Stupid Science Terminology Award #2: “Shaq-teria”
Congratulations to ScienceDaily for this, um, baffling introduction:
"Cornell researchers are studying bacterium big enough to see -- the Shaquille O'Neal of bacteria. Well, perhaps not quite Shaquille O'Neal. But it is Shaq-teria."
Uh. ok. Anyway, they're reporting on this paper: "Extreme polyploidy in a large bacterium", which does sound interesting, and really didn't deserve that pun. The authors have discovered a gigantic bacteria Epulopiscium, which is around the size of a grain of salt. Bacteria visible to the naked eye? So why is Epulopiscium so big? all the better to hold tens of thousands of copies of its genome, of course.
The press release is worth reading if you ignore the shaq-ing introduction, and the paper is here.
Edit: and hey, I know one of the authors. Hi Kendall!
Stupid Science Terminology Award #1: “Brainbow”

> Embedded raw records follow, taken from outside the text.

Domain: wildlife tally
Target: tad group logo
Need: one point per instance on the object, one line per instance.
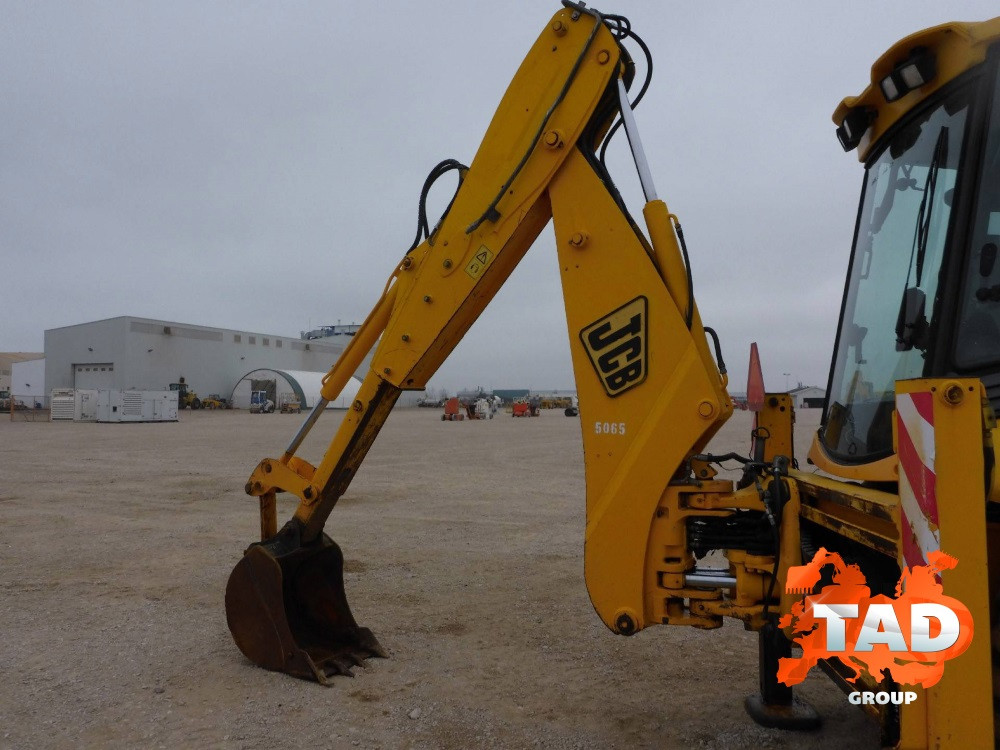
(907, 638)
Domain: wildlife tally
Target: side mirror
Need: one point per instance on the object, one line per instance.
(911, 325)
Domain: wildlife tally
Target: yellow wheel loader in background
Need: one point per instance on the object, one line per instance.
(907, 441)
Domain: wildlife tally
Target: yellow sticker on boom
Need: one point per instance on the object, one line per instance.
(479, 262)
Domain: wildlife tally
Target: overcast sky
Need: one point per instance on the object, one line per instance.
(256, 165)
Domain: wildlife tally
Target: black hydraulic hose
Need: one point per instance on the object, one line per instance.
(423, 228)
(718, 349)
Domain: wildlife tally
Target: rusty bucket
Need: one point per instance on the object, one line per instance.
(287, 610)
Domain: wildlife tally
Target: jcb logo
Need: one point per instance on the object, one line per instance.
(616, 345)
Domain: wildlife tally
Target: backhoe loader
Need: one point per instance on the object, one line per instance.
(905, 453)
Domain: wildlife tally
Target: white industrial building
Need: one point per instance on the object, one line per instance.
(129, 353)
(27, 382)
(807, 397)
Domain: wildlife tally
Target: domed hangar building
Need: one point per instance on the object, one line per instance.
(282, 386)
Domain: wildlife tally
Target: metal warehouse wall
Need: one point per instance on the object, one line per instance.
(150, 354)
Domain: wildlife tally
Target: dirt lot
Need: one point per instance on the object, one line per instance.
(464, 554)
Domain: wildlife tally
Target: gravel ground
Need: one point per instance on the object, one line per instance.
(463, 545)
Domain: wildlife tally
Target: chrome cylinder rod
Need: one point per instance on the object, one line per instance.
(719, 579)
(306, 426)
(635, 143)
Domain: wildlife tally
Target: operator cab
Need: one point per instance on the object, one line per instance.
(922, 297)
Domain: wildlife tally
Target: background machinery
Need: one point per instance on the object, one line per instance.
(186, 398)
(906, 444)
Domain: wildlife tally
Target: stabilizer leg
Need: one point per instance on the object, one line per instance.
(775, 706)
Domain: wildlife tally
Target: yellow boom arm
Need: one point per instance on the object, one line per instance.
(650, 392)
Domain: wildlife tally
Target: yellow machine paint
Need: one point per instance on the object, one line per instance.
(651, 397)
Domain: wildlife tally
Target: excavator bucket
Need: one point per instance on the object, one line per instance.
(288, 612)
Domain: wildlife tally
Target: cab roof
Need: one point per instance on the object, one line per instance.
(956, 46)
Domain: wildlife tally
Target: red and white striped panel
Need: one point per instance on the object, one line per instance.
(917, 481)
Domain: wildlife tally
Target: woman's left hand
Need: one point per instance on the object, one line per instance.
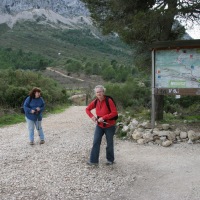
(100, 119)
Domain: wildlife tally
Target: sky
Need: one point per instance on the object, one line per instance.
(194, 32)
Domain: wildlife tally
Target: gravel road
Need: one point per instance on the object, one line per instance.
(58, 170)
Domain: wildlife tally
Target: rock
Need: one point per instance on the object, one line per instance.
(183, 135)
(125, 128)
(166, 143)
(171, 136)
(177, 132)
(137, 135)
(159, 142)
(165, 126)
(141, 141)
(148, 137)
(164, 133)
(193, 136)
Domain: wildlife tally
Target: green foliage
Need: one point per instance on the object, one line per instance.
(20, 60)
(130, 95)
(15, 85)
(85, 38)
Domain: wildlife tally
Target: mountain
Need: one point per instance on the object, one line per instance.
(66, 8)
(57, 13)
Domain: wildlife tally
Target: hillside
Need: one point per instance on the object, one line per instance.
(58, 38)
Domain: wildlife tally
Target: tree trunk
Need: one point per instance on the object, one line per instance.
(159, 105)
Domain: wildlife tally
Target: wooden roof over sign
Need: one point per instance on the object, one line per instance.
(178, 44)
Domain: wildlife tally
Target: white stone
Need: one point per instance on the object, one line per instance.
(141, 141)
(183, 135)
(165, 126)
(166, 143)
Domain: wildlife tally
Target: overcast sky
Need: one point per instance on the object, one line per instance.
(194, 32)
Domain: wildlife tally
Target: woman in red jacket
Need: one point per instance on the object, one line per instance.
(104, 124)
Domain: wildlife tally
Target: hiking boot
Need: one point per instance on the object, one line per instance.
(92, 164)
(109, 163)
(42, 141)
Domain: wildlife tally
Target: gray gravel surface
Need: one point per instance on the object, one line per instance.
(58, 169)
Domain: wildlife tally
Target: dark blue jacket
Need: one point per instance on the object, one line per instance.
(32, 105)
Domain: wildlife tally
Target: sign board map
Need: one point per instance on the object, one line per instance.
(177, 68)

Here's a new occasional segment that I'm going to run on Henry: The Stupid Science Terminology Award. This week, the award goes to the National Geographic News, for inflicting upon us the nausea-inducing term "brainbow":
In their effort to tease out the details of connections in the nervous system, Lichtman and his colleagues developed about 30 lines of mice.
The team incorporated a chain of three different fluorescent protein genes—which they call a brainbow—into these mice.